Pulled Apart By Horses (16.40, The Shelter)**** 1/2
Het contrast kan amper groter zijn dan met Pulled Apart By Horses. Deze punk band met indie invloeden is de Britse grote broer van Psycho 44, en combineerde een fantastische sfeer met mosh en circle pits, een overgevende frontman (doordat hij zich zo overgaf aan zijn performance) en een oproep tot willekeurige high fives in het publiek. Dat laatste leidde uiteraard ‘High Five, Swan Dive, Nose Dive’ in, wat het laatste deel van één groot hoogtepunt vormde, dat me heel wat nekpijn heeft bezorgd.
The Shins (16.55, Main Stage)***
De ideale achtergrondmuziek voor een twintigtal minuten liggen in de zon en genieten van een verrassend lekkere spie pizza margherita. Best een fijn optreden, maar misschien geen echte festivalband. Geen spijt van de overlapping met Pulled Apart By Horses dus.
Patrick Watson (17.45, Club)**** 1/2
Eigenlijk stond hier mijn eetpauze gepland, ik kende deze band namelijk niet, maar door een vergetelheid had ik bij dit concert afgesproken met vrienden (en communicatie blijft moeilijk op pukkelpop…). En gelukkig maar! Na een wat aarzelende start, vooral omdat zijn muziek niet echt evident is, greep zijn muziek me meer en meer aan. Zijn humor en kunde om een publiek mee te krijgen, samen met het feit dat er op het podium heel wat te zien valt door een legioen aan instrumenten, waren de kers op de taart. Ik kreeg van zijn show werkelijk een spontaan geluksgevoel. De snoodaard deed me nog even hopen op ‘To Build A Home’, maar nadat hij zijn drie keuzemogelijkheden aan het publiek had voorgelegd, bleek het om een van zijn mopjes te gaan.

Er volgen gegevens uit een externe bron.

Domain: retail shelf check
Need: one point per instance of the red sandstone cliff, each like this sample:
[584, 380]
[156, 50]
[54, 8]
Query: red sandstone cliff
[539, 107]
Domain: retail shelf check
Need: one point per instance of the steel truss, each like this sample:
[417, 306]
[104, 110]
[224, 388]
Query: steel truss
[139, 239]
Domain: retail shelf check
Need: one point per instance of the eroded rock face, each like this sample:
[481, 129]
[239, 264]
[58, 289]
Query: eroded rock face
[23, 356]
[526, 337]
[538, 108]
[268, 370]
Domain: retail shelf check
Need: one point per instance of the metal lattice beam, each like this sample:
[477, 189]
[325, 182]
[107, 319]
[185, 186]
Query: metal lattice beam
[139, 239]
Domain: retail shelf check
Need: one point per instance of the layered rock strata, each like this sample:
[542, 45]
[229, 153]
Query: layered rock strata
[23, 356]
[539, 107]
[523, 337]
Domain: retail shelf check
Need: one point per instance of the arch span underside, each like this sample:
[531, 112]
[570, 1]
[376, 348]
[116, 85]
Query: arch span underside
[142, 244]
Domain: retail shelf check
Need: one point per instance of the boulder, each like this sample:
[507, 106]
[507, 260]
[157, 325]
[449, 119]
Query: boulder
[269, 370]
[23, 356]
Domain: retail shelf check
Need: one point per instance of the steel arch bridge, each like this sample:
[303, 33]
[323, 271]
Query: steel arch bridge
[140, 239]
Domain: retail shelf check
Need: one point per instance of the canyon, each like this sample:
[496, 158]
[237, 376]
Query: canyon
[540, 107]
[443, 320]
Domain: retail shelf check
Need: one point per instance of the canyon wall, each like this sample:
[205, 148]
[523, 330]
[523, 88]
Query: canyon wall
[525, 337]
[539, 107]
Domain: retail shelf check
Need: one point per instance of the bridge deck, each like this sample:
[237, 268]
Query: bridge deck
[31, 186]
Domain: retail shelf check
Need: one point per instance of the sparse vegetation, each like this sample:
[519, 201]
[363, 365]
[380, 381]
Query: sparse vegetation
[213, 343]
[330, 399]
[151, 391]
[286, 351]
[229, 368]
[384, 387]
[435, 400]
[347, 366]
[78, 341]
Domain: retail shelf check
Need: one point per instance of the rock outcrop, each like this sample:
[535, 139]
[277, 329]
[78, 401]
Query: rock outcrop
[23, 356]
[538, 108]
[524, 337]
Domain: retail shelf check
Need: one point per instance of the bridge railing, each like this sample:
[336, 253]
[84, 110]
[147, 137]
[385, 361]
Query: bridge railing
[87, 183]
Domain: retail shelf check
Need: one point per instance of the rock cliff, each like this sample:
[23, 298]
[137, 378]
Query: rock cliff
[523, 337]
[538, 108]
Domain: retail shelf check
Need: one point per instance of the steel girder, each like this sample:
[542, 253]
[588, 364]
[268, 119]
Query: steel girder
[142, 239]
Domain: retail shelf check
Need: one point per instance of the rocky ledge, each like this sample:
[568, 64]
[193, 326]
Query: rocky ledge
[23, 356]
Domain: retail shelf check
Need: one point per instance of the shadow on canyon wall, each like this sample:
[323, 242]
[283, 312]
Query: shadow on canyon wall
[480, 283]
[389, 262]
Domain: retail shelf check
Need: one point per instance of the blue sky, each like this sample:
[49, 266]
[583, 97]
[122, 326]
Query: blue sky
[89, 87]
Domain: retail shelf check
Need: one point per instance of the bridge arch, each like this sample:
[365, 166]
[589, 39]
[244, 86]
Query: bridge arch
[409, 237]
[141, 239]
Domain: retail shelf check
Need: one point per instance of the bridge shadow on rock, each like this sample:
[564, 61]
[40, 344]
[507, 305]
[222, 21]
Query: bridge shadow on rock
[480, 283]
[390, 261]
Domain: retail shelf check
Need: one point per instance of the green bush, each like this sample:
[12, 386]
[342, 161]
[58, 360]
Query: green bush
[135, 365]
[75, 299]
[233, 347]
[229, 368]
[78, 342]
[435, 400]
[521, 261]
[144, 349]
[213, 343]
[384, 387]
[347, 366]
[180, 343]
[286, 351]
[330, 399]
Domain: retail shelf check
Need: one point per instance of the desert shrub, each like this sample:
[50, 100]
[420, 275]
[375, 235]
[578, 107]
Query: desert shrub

Als enige mocht hij trouwens een concert geven rond de aangekondigde minuut stilte van 18.10u voor de slachtoffers van verleden jaar. Het ging aan me voorbij dat ik de ramp vanop dezelfde plaats had beleefd, exact 1 jaar voor de minuut stilte. De minuut stilte zelf viel binnen een prachtig nummer over familie en vrienden, gezamenlijk rond één micro gebracht door de band. In het midden van dit nummer braken ze af, en een ongelooflijk indrukwekkende minuut stilte volgde. Zelfs geen kuchje ontsnapte in de Club-tent. Nadien volgde een oorverdovend applaus en even later brak het onderbroken nummer van Patrick Watson helemaal open. De tranen bleven op het nippertje bedwongen.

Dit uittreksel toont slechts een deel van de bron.